Les crèmes se sont déclinées en quatre arômes : vanille, moka, chocolat et vanille-fraise sans lactose. Un fondant était assorti aux trois premiers. «Nous avions opté pour une crème à froid afin de minimiser les risques pathogènes», a souligné Christophe Petter. L’Ecole professionnelle Richemont a soutenu la mise en place du concept d’hygiène. «Le service du chimiste cantonal n’a pas souhaité entrer en matière. Une personne de l’EPAI, certifiée par Richemont, a suivi le processus de confection sur les trois jours, afin d’en rendre compte à la juge du GWR.» Un laboratoire privé a analysé les crèmes avant leur utilisation et les éclairs lors de la distribution au public. «Le taux de micro-organisme était 10 fois inférieur au seuil de tolérance», a précisé M. Petter.

En parallèle, une équipe s’est activée à moins d’un kilomètre de l’EPAI, au cœur d’un centre commercial. Elle y a assemblé deux tours, points de départ et d’arrivée du tracé sur lequel devait reposer le dessert. Tarun Gattolliat, stagiaire aux Ateliers de la Glâne, a imaginé les structures en bois hautes d’environ 3,5 m et larges de 1,6 m.

Journée marathon

Le jour J, apprentis, maîtres et enseignant ont commencé leur marathon pâtissier peu avant 5 heures. T-shirt aux couleurs de l’exploit enfilé, tous se sont activés dans le centre commercial. Certains garnissaient la pâte à choux. D’autres s’occupaient du fondant. Tarun Gattolliat et Marc Grandjean assemblaient les premiers mètres sur les deux tourelles, multipliant les allers-retours. A mesure que le jour se levait, les employés des ateliers et une quarantaine de bénévoles les ont rejoints; de même que les premiers curieux, avec l’ouverture du centre commercial.

La pâte à choux s’est étirée petit à petit… mais moins vite que prévu. La réalité s’est révélée plus contraignante que sur le papier. Point de panique cependant: ils avaient jusqu’à 16 heures pour achever le montage, prendre les mesures et distribuer tout le dessert.

En milieu de matinée, la chorégraphie bien réglée marqua un temps d’arrêt. Une légère tension s’est fait sentir. Vêtue d’un tailleur bleu, la juge du GWR Seyda Subasi est arrivée. En compagnie du directeur de l’EPAI, Rolf Wehren, elle est passée de poste en poste. L’officielle a observé, questionné et pris des notes.
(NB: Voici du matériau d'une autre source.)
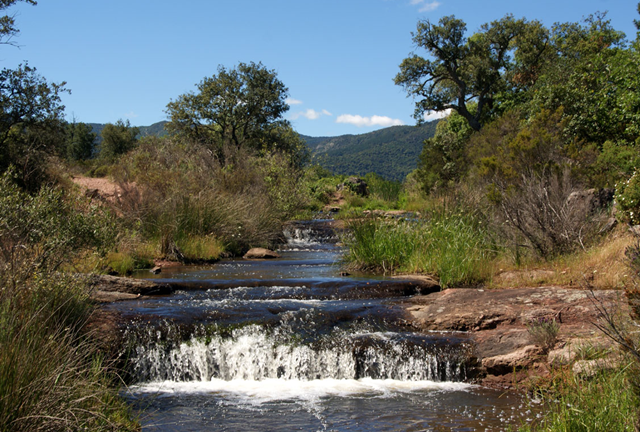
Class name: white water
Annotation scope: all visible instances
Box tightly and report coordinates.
[130,378,473,405]
[133,324,464,382]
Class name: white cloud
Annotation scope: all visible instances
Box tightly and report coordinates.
[336,114,404,127]
[410,0,441,12]
[423,109,451,121]
[291,108,331,120]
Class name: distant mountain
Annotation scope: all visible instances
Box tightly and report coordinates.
[89,120,438,181]
[87,121,167,144]
[300,120,438,181]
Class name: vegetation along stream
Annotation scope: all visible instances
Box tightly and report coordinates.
[109,221,535,431]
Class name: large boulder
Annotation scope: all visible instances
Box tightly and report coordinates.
[242,248,280,259]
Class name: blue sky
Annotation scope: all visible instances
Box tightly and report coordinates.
[0,0,640,136]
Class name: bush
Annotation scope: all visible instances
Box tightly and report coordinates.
[0,174,136,431]
[615,171,640,225]
[344,212,495,287]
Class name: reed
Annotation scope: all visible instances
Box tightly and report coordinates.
[344,212,495,287]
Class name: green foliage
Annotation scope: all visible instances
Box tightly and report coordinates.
[100,120,139,161]
[588,141,640,187]
[364,173,402,206]
[615,171,640,225]
[0,173,136,431]
[302,121,437,181]
[66,121,96,161]
[344,212,494,287]
[519,365,638,432]
[527,318,560,353]
[531,14,640,145]
[165,62,305,162]
[118,137,303,260]
[395,15,548,131]
[0,62,66,190]
[416,113,472,193]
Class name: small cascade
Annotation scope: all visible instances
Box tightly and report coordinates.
[283,221,339,249]
[131,325,470,382]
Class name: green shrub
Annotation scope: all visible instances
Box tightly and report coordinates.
[615,171,640,225]
[344,209,495,287]
[0,174,136,432]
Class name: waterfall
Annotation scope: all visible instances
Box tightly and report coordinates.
[131,325,469,382]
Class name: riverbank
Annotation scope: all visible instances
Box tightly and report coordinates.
[89,275,629,388]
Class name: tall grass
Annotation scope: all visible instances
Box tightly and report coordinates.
[115,137,302,261]
[520,365,639,432]
[0,174,137,432]
[345,212,495,287]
Assemblé en huit heures, distribué en deux

Quelques heures et inévitables aléas plus tard (panne de batteur ou de fondant), le verdict n’allait plus tarder. Depuis les étages supérieurs, le public indiquait aux participants les dernières jonctions visibles de l’éclair. La pâtisserie devait en effet donner l’impression de n’être confectionnée que d’un seul tenant. Après huit heures de montage, elle était prête. Assistée d’un géomètre, Mme Subasi a relevé la mesure officielle. Une vingtaine de minutes plus tard, la sentence est tombée. Avec 862,9 mètres, le record est battu et la joie de l’assemblée immense.

Plus que la performance technique, Sara De Antoni, directrice des Ateliers de la Glâne, et Rolf Wehren, ont relevé dans leur discours «l’esprit d’équipe», «la confiance», «l’inclusion» et «l’aventure humaine exemplaire» générés par le projet. Des valeurs que les politiques ont également saluées.
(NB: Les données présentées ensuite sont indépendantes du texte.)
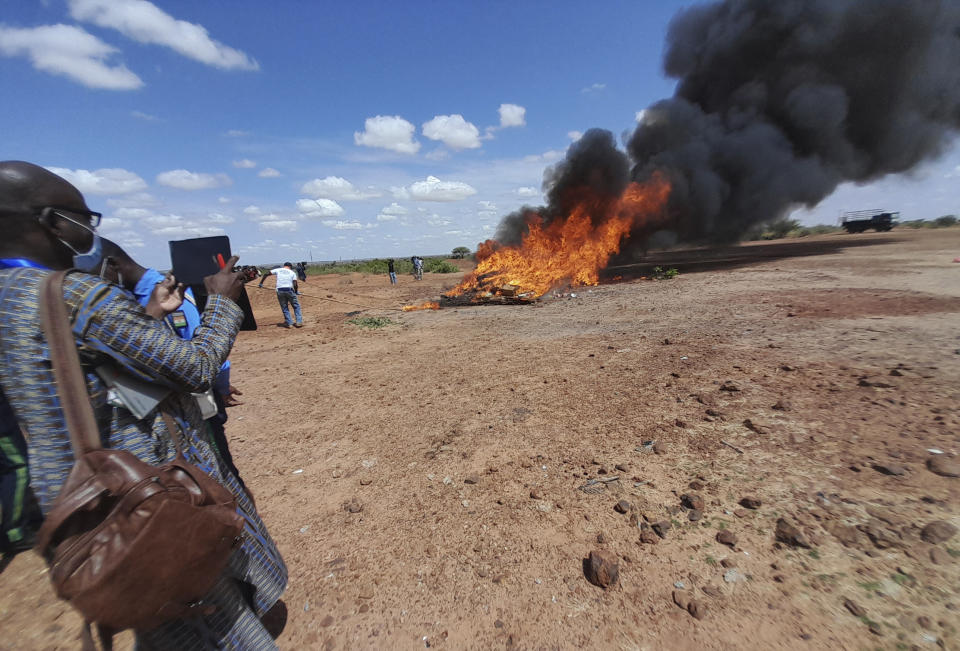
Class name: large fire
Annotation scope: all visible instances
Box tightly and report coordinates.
[446,176,670,298]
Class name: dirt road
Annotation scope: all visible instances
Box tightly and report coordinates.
[0,228,960,649]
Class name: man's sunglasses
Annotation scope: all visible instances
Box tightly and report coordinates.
[40,206,103,228]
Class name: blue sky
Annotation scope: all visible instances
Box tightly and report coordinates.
[0,0,960,267]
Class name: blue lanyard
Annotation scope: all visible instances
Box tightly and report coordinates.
[0,258,47,269]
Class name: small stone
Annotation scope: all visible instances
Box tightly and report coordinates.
[687,599,707,619]
[740,497,762,509]
[920,520,957,545]
[717,529,737,547]
[680,493,707,511]
[930,547,953,565]
[673,590,690,610]
[774,518,810,549]
[843,599,867,617]
[640,529,660,545]
[583,550,620,589]
[871,463,907,477]
[927,454,960,477]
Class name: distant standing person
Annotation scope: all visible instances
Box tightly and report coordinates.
[260,262,303,328]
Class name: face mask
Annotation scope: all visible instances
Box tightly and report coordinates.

Mais pas le temps de souffler: la partie officielle a peine terminée, il fallait distribuer l’intégralité de la pâtisserie. Le GWR n’accepte aucun gaspillage. Par morceaux, le géant est rapatrié, débité et empaqueté : 50 cm à l’attention du public et 100 cm pour ceux ayant soutenu l’opération en réservant leur part. En file indienne, les spectateurs ont patienté pour recevoir leur paquet. A la fermeture du supermarché, le record entrait dans l’histoire.
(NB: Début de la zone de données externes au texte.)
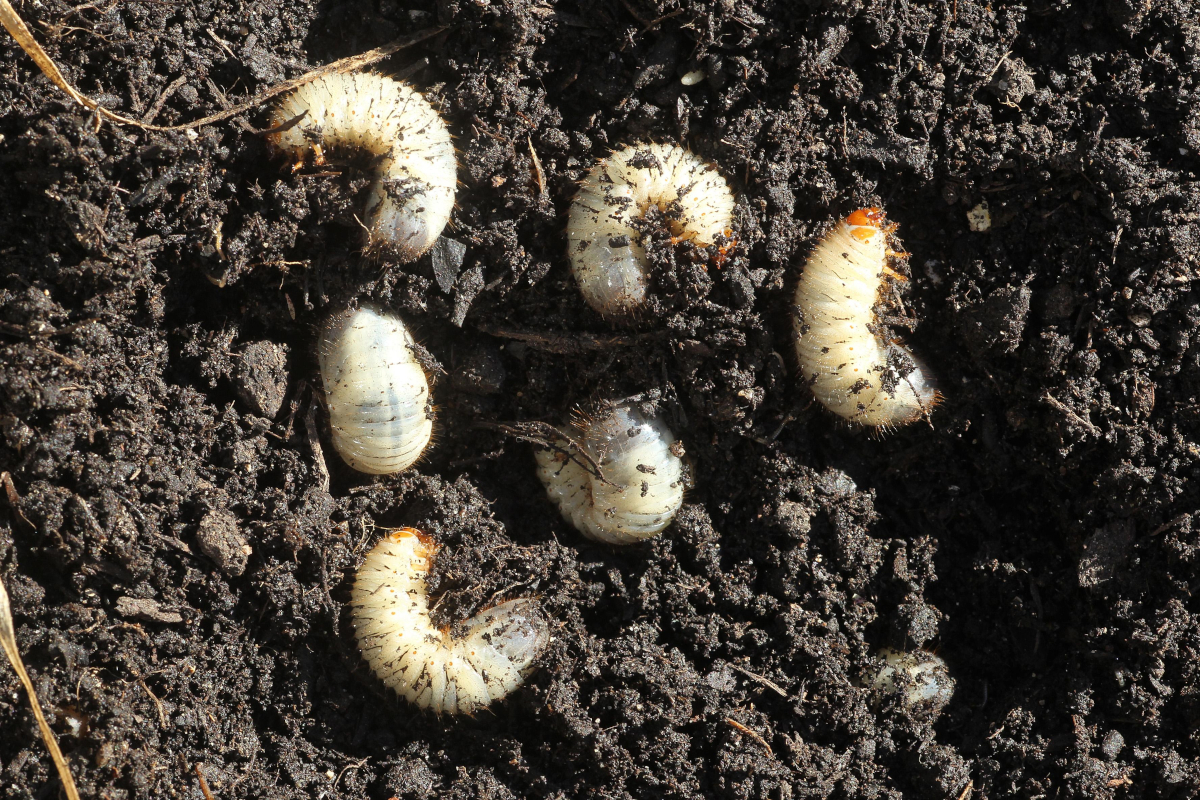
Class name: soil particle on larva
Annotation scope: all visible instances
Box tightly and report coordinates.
[0,0,1200,800]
Galerie de photos – record du plus grand éclair du monde …»

Généreux épilogue

Le 2 septembre, les Ateliers de la Glâne ont invité partenaires et sponsors à Romont. L’objectif était de passer un moment convivial et reverser les bénéfices, selon les exigences du GWR. L’Association suisse des formateurs en sports adaptés (ASFSA) s’est ainsi vue remettre un chèque de 20000 francs. «Nous avons choisi l’ASFSA qui forme des moniteurs en sports adaptés pour permettre des activités en tandem ; une action qui offre la chance à chacun de participer et de vivre des expériences uniques», a précisé Sara De Antoni. Un apéritif gourmand a prolongé la soirée, marquant définitivement la fin d’un projet hors norme.